The Hydrologic Cycle
The Hydrologic cycle, also known as the H2O or water cycle, is nature's distillation process.
It is the constant process of water moving between the surface of the earth, below earth and above earth.
Water is always continuously changing from liquid to vapor to ice to liquid to vapor.
Myth 3: Distilled water tastes bland or has a “flat taste”.
This is probably the most popular myth surrounding distilled water. I have often read this statement from various articles written on water treatment systems. When the articles refer to distillation, they will usually say it removes the minerals that will leave a ‘flat taste’. I’d be willing to bet that the authors of these types of articles never tasted freshly made distilled water from a home distiller. These types of false remarks misinform consumers so they have preconceived notions about distilled water before they even try it. The mistruth about distilled water having a ‘flat taste’ can be explained in several ways.
First, in years past, the original distillers did not incorporate any pre or post carbon filtration. If you’ve tasted straight distilled water made without the use of any pre or post carbon filtration, it might have a steamy taste or off taste.

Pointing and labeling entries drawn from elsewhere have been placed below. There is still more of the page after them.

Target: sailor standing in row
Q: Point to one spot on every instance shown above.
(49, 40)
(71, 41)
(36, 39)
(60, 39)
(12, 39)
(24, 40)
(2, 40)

The use of carbon filtration with distillation is as follows:
Tap or Well water is first sent through a pre-filter to help take out chlorine, odours, sediment and other organic contaminants before it reaches the boiling tank of the distiller. After the steam is condensed into distilled water it is finally passed through a carbon post filter to remove any potential gases or Volatile Organic Contaminants (VOC’S) that might have escaped during the boiling process. Not using a post filter to clean up any volatile gases, which can produce an off-taste that may have escaped during the boiling process.
Second, another reason for distilled water having this label for ‘flat taste’ is someone accustomed to drinking chlorinated or well water high in iron content for a long time. When they are suddenly introduced to distilled water for the first time, it is a shock, noticeable to their taste buds. People raised on high iron in their well water for instance, would be used to its ‘sweet’ taste, but when given distilled water, one might say it tastes ‘flat’ since it is iron free.
Taste is the number one reasons that consumers buy bottled water. It is a $5 billion market. Many consumers are led to believe that you need minerals in water to give it its taste. It is actually oxygen that gives water its taste. Water shouldn’t have a taste or a metallic after bite. Try either a cold or room temperature glass of freshly made distilled water and taste the difference for yourself . . . it’s delicious.
A third reason for the ‘flat taste’ is theory is buying distilled water in the store. Distilled water, as virtually all bottled water, is stored in cheap plastic containers. Some have been known to leach methyl chloride, a carcinogen, into the water and also gives off plastic tastes and odours. Water has been called the universal solvent, whatever it touches it will pick up.
Distilled water being virtually 100% contaminant free might leach plastic tastes into the water from the inferior bottle it’s being stored in. Besides glass, consider buying bottles made from Lexan that won’t give off any plastic tastes or odours.